All fields contain important proportions of NaN. This will possibly limit the accuracy of our observations.

An important point is that the proportions of NaN should be close when comparing organic and regular products. Let us verify the proportions on NaN for both product types (hence organic and standard):

In [45]:
temp_df = nutrition_food_fact_df[nutrition_food_fact_df['bio']==True]
print('Organic proportion of NaN:',temp_df.isnull().sum().sum()/(temp_df.shape[0]*temp_df.shape[1]))

temp_df = nutrition_food_fact_df[nutrition_food_fact_df['bio']==False]
print('Regular proportion of NaN:',temp_df.isnull().sum().sum()/(temp_df.shape[0]*temp_df.shape[1]))
Organic proportion of NaN: 0.9011315393502969
Regular proportion of NaN: 0.9014155244830183

Overall, the proportions of NaN is high in both cases when considering the whole dataset.
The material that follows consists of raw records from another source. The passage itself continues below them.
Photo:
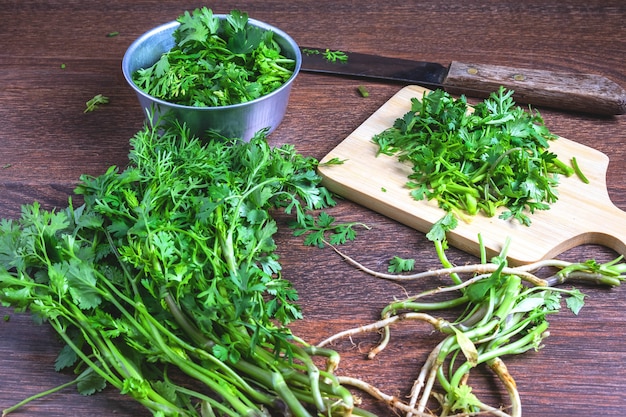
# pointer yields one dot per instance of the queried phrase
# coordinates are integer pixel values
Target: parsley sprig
(470, 162)
(171, 264)
(216, 62)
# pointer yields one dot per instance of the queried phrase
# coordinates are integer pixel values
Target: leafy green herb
(333, 161)
(171, 264)
(317, 229)
(398, 265)
(578, 171)
(94, 102)
(334, 56)
(216, 62)
(470, 162)
(330, 56)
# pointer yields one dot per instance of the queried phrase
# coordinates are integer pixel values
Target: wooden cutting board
(583, 213)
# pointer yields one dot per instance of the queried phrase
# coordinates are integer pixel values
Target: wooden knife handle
(587, 93)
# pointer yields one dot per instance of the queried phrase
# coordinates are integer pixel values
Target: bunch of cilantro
(170, 267)
(216, 62)
(476, 161)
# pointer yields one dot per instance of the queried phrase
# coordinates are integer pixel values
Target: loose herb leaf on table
(476, 161)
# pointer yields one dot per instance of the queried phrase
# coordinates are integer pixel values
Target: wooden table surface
(55, 56)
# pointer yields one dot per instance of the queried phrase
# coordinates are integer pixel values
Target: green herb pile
(169, 268)
(470, 162)
(216, 62)
(503, 312)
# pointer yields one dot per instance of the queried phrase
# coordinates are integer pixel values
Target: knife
(588, 93)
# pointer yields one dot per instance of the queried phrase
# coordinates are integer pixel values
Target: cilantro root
(504, 312)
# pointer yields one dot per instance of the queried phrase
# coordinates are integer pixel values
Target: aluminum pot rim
(171, 26)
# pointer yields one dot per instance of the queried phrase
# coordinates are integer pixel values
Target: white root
(437, 323)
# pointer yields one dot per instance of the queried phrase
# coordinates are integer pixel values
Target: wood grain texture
(569, 91)
(46, 142)
(583, 213)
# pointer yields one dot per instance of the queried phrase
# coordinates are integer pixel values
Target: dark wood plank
(46, 142)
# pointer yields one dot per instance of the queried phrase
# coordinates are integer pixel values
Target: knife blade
(579, 92)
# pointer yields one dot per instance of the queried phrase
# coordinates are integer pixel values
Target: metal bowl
(233, 121)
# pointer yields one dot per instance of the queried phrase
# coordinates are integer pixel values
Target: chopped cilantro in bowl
(220, 74)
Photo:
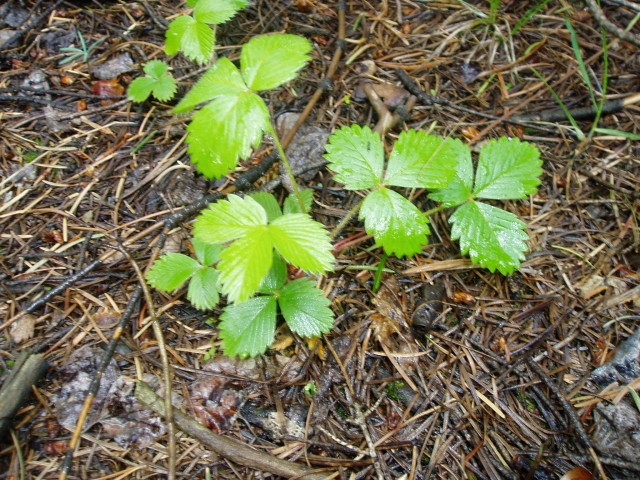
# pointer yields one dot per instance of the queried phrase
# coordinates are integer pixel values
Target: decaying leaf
(22, 329)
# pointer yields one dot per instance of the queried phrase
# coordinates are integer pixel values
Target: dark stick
(17, 387)
(95, 383)
(429, 100)
(235, 451)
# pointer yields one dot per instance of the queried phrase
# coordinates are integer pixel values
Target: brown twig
(226, 447)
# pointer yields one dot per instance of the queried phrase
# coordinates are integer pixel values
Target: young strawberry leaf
(305, 308)
(291, 204)
(192, 37)
(302, 242)
(227, 128)
(492, 237)
(357, 157)
(269, 203)
(396, 223)
(276, 277)
(172, 270)
(217, 11)
(244, 264)
(507, 169)
(206, 253)
(203, 290)
(247, 329)
(229, 219)
(223, 78)
(423, 161)
(158, 81)
(459, 190)
(268, 61)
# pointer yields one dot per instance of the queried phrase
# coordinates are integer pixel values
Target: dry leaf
(23, 329)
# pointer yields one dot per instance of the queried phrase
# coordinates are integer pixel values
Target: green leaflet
(397, 225)
(227, 128)
(492, 237)
(170, 271)
(190, 36)
(247, 329)
(357, 157)
(203, 290)
(268, 61)
(419, 160)
(507, 169)
(305, 308)
(157, 82)
(223, 78)
(245, 263)
(302, 242)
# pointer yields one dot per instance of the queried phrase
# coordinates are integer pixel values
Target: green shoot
(158, 81)
(247, 260)
(193, 35)
(236, 117)
(83, 51)
(248, 328)
(173, 270)
(578, 54)
(417, 161)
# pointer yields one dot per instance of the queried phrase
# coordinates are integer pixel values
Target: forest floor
(470, 374)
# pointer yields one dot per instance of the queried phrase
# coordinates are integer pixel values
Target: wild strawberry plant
(193, 35)
(259, 239)
(507, 169)
(157, 81)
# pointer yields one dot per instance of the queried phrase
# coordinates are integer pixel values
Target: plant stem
(435, 210)
(347, 218)
(287, 167)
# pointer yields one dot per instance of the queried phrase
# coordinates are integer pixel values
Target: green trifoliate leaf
(244, 264)
(172, 270)
(227, 128)
(291, 204)
(229, 219)
(195, 39)
(276, 277)
(491, 236)
(217, 11)
(247, 329)
(507, 169)
(459, 190)
(268, 61)
(269, 203)
(305, 308)
(221, 79)
(158, 81)
(396, 223)
(206, 253)
(302, 242)
(357, 157)
(423, 161)
(203, 289)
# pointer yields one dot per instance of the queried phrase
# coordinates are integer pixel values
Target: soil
(448, 371)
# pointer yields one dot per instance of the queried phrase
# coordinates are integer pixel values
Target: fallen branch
(226, 447)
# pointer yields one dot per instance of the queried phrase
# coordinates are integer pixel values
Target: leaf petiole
(347, 218)
(285, 162)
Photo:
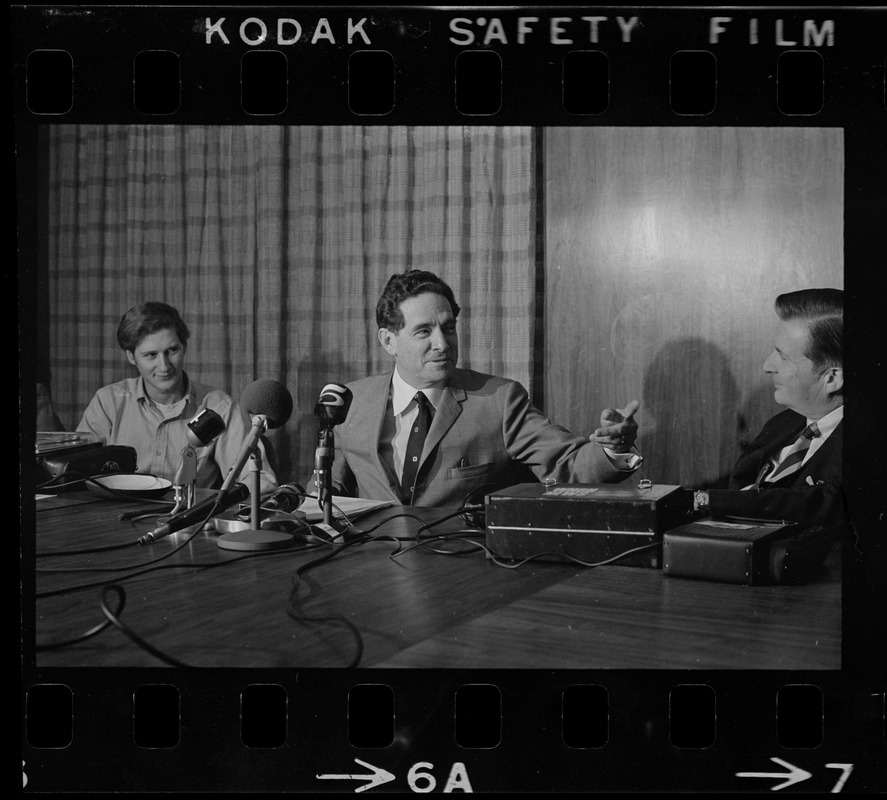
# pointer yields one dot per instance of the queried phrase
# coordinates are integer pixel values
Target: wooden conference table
(388, 604)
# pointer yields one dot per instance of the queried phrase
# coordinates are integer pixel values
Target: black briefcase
(67, 471)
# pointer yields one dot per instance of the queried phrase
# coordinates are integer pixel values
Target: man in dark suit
(478, 431)
(792, 470)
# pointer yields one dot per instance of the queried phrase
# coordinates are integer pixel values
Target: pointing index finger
(629, 411)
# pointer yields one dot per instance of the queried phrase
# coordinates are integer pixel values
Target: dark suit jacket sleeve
(823, 503)
(815, 493)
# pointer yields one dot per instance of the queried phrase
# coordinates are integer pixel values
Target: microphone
(270, 406)
(333, 404)
(218, 501)
(331, 409)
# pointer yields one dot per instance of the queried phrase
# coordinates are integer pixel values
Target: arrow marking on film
(377, 777)
(794, 775)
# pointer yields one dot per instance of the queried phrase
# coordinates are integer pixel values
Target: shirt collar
(142, 396)
(829, 422)
(402, 394)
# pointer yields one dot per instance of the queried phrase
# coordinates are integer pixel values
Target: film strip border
(438, 731)
(431, 731)
(819, 66)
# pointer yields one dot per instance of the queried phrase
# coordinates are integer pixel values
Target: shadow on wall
(693, 423)
(296, 442)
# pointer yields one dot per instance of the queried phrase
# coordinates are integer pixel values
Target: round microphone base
(255, 540)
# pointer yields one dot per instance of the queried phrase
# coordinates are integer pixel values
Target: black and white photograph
(460, 450)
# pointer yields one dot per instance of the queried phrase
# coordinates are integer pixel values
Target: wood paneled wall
(664, 251)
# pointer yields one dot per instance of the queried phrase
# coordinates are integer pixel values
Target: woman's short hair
(823, 310)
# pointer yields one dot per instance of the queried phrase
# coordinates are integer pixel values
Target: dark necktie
(791, 463)
(414, 448)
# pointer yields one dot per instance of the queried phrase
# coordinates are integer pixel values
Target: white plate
(130, 485)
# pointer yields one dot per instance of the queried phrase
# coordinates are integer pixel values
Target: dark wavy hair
(823, 310)
(402, 286)
(147, 318)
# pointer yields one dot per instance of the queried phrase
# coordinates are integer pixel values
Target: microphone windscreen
(269, 398)
(333, 404)
(205, 427)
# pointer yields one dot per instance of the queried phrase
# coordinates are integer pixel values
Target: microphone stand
(256, 537)
(185, 480)
(323, 478)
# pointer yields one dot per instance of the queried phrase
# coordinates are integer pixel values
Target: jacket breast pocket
(474, 471)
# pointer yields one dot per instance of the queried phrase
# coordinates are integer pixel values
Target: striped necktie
(414, 447)
(793, 459)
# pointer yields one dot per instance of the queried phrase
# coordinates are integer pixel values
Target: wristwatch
(700, 500)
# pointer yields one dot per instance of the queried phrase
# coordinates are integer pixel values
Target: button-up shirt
(123, 413)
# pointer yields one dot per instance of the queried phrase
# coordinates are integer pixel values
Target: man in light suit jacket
(808, 378)
(484, 432)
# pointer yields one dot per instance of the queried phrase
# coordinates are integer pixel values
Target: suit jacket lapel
(378, 410)
(772, 440)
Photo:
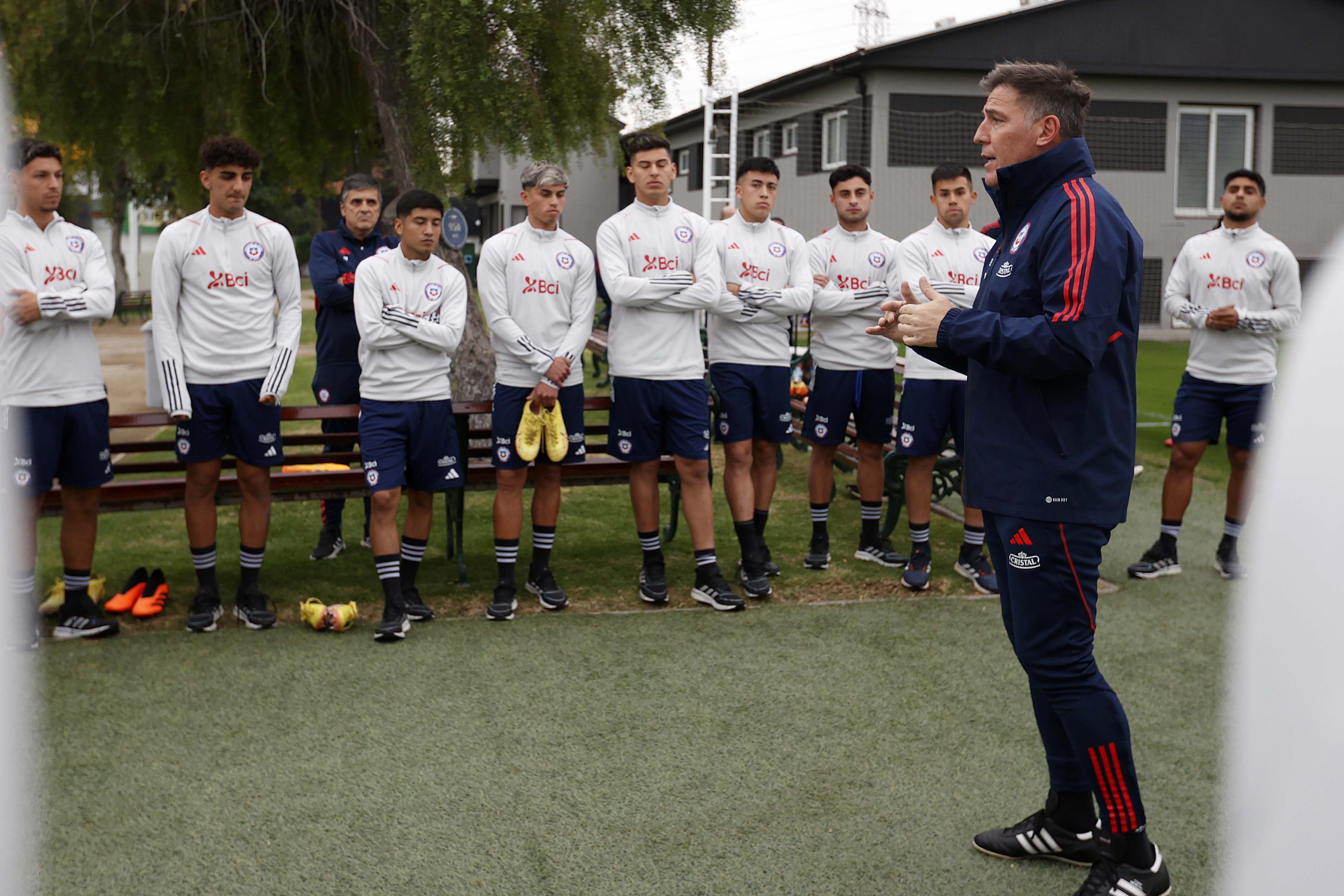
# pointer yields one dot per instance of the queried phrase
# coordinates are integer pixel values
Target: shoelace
(1101, 880)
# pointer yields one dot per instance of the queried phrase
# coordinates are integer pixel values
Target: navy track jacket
(1050, 348)
(331, 265)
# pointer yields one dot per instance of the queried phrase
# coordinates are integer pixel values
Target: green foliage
(545, 76)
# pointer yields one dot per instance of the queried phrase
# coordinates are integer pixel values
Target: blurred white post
(1285, 781)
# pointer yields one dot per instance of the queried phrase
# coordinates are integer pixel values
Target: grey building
(1184, 92)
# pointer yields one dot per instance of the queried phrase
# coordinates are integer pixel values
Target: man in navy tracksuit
(1050, 351)
(331, 265)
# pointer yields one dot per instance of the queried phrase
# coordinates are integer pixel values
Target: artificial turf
(785, 750)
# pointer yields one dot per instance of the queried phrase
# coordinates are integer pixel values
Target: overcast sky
(779, 37)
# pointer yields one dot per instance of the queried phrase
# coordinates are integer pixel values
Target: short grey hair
(1046, 91)
(359, 182)
(545, 174)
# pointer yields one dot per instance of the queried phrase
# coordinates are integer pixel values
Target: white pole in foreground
(1285, 781)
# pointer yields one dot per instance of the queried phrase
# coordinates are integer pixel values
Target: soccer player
(538, 292)
(412, 310)
(332, 260)
(951, 256)
(661, 268)
(1050, 351)
(854, 268)
(225, 360)
(769, 280)
(54, 280)
(1238, 288)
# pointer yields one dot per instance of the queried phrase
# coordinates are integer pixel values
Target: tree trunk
(119, 198)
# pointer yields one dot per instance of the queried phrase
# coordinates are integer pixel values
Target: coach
(1050, 350)
(332, 261)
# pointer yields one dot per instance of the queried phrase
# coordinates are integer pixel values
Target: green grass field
(802, 747)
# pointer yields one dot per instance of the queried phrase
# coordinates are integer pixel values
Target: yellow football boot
(342, 616)
(314, 613)
(557, 440)
(529, 440)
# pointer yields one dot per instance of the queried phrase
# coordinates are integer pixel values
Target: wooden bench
(135, 487)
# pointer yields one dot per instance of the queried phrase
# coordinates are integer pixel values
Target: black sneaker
(881, 553)
(250, 609)
(976, 567)
(328, 546)
(1228, 563)
(772, 569)
(205, 612)
(654, 584)
(916, 575)
(394, 624)
(415, 606)
(84, 621)
(714, 590)
(542, 584)
(1039, 837)
(819, 554)
(503, 604)
(756, 581)
(1156, 562)
(1112, 876)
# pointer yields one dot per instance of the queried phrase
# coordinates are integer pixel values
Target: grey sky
(779, 37)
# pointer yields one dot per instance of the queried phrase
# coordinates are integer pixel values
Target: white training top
(538, 289)
(857, 262)
(411, 317)
(216, 288)
(769, 264)
(1250, 270)
(53, 360)
(647, 257)
(952, 260)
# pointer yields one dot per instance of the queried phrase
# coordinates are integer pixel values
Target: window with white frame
(761, 143)
(835, 138)
(1214, 140)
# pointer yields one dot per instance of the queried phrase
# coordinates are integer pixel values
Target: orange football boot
(155, 597)
(132, 592)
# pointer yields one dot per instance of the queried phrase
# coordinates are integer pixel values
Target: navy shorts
(68, 443)
(229, 420)
(510, 402)
(338, 385)
(834, 396)
(928, 409)
(753, 402)
(1202, 405)
(651, 418)
(409, 444)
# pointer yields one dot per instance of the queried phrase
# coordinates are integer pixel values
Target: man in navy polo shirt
(331, 265)
(1049, 351)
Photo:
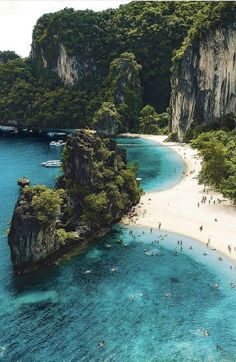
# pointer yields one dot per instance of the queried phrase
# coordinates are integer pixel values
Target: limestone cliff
(204, 80)
(95, 190)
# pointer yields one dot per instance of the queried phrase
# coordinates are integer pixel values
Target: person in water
(102, 343)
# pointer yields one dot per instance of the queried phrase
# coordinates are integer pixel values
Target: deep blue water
(151, 308)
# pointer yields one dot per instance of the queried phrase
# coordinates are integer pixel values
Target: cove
(151, 308)
(159, 167)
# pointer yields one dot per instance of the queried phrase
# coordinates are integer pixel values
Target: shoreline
(179, 209)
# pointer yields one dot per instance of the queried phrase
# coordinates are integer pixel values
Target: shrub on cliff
(44, 202)
(218, 150)
(107, 120)
(152, 122)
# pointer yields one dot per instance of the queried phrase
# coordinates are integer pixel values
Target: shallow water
(160, 168)
(151, 308)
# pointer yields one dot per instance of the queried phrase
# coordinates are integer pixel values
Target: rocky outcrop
(96, 189)
(204, 80)
(67, 67)
(70, 68)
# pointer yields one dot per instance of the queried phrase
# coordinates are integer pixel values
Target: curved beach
(180, 210)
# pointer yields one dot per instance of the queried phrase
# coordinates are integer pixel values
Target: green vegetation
(44, 202)
(218, 151)
(106, 119)
(151, 122)
(64, 236)
(123, 56)
(211, 16)
(102, 188)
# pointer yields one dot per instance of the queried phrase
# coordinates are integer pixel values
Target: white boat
(57, 143)
(51, 163)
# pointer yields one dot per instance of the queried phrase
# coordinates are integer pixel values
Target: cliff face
(70, 68)
(204, 85)
(96, 189)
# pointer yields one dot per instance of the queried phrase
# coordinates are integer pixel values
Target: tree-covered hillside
(122, 56)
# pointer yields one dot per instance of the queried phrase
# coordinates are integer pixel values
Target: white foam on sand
(180, 210)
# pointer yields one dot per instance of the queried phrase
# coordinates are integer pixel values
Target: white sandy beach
(177, 208)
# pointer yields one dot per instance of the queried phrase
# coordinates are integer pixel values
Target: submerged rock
(23, 181)
(96, 189)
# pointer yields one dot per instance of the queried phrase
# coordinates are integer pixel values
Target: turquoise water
(158, 168)
(146, 306)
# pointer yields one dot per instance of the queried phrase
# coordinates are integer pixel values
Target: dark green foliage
(226, 122)
(218, 150)
(213, 14)
(151, 122)
(43, 203)
(7, 55)
(106, 119)
(148, 30)
(97, 180)
(124, 89)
However, if we want to evaluate the compostion of the products, we need to make sure that the proportions of NaN for individual nutrients is balanced as well between organic and regular products. Let us observe this for each category:

In [46]:
temp_df = nutrition_food_fact_df[nutrition_food_fact_df['bio']==True]
bio_nan_sr = temp_df.isnull().sum()/(temp_df.shape[0])
In [47]:
temp_df = nutrition_food_fact_df[nutrition_food_fact_df['bio']==False]
regular_nan_sr = temp_df.isnull().sum()/(temp_df.shape[0])
In [48]:
nutrient_wise_nan_proportion_df = pd.concat([bio_nan_sr,regular_nan_sr],axis=1)
nutrient_wise_nan_proportion_df = nutrient_wise_nan_proportion_df.rename(columns={0: "bio", 1: "regular"})

col = nutrient_wise_nan_proportion_df.loc[:,['bio','regular']]
nutrient_wise_nan_proportion_df['average'] = col.mean(axis=1)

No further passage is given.